= Archelaus (bishop of Carrhae) =

3rd century Bishop of Carrhae

Archelaus (Ἀρχέλαος) was the bishop of Carrhae.

In 278 AD, he held a public dispute with a number of Manichaeans -- that is, followers of Mani -- an account of which he published in Syriac. The work was soon translated both into Greek and into Latin.: The acts of disputation of Archelaus, bishop of Cashar in Mesopotamia, with the heresiarch Manes (1871). Translated by Scottish educator Stewart Dingwall Fordyce Salmond (1838–1905). In the Ante-Nicene Christian library, Volume VI–Fathers of the Third Century (see also works related to Ante-Nicene Fathers at Wikisource). For a long time, the Acts functioned as an essential source for Mani's life and Manichaeism. In the first half of the 18th century their authenticity was refuted by Isaac de Beausobre.
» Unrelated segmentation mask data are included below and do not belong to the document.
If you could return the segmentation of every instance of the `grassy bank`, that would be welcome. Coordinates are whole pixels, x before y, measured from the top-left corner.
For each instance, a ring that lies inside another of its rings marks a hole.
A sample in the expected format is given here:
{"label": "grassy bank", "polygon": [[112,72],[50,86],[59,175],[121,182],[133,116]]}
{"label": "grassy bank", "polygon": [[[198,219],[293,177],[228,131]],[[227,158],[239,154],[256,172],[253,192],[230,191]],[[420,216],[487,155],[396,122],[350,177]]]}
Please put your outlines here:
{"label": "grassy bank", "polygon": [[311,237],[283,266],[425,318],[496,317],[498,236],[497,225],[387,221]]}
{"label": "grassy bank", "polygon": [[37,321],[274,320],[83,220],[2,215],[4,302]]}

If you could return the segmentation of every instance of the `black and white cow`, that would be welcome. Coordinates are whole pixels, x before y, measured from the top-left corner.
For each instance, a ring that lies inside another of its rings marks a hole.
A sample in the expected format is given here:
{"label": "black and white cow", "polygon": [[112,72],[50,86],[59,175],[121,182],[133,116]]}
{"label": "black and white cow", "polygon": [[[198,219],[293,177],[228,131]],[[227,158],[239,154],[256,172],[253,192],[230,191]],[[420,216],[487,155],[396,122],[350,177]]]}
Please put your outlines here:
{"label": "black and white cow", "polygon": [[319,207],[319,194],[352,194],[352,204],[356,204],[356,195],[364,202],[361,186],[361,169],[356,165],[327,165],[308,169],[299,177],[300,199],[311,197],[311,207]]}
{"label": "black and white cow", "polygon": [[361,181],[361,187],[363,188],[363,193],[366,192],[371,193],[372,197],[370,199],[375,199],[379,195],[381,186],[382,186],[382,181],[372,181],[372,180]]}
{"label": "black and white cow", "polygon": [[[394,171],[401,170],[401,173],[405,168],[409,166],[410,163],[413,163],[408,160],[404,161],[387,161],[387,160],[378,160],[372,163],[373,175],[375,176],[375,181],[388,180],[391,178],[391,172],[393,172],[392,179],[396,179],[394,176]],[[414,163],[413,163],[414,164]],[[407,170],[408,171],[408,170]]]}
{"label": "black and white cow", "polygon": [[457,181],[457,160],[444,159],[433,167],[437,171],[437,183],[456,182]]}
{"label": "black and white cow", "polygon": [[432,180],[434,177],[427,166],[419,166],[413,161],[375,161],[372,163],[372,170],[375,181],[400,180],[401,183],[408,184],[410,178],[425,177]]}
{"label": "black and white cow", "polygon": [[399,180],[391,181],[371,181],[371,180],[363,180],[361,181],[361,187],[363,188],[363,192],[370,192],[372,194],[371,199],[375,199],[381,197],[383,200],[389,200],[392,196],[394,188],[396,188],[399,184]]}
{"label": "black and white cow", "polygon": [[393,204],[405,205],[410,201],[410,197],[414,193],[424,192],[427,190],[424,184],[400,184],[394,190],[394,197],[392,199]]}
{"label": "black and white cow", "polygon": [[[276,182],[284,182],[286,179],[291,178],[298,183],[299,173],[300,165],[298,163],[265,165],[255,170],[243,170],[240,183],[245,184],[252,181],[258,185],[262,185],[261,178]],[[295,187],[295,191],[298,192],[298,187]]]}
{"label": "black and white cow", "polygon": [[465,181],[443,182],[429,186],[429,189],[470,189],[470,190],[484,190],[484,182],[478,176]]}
A large fragment of the Latin version was published by Henri Valois in his edition of Socrates and Sozomen. The same version, almost entire, was again printed, with the fragments of the Greek version, by Zaccagni in his Collect. Monument. Vet., Rom. 1698, and by German classical scholar Johann Albert Fabricius in his edition of Hippolytus of Rome.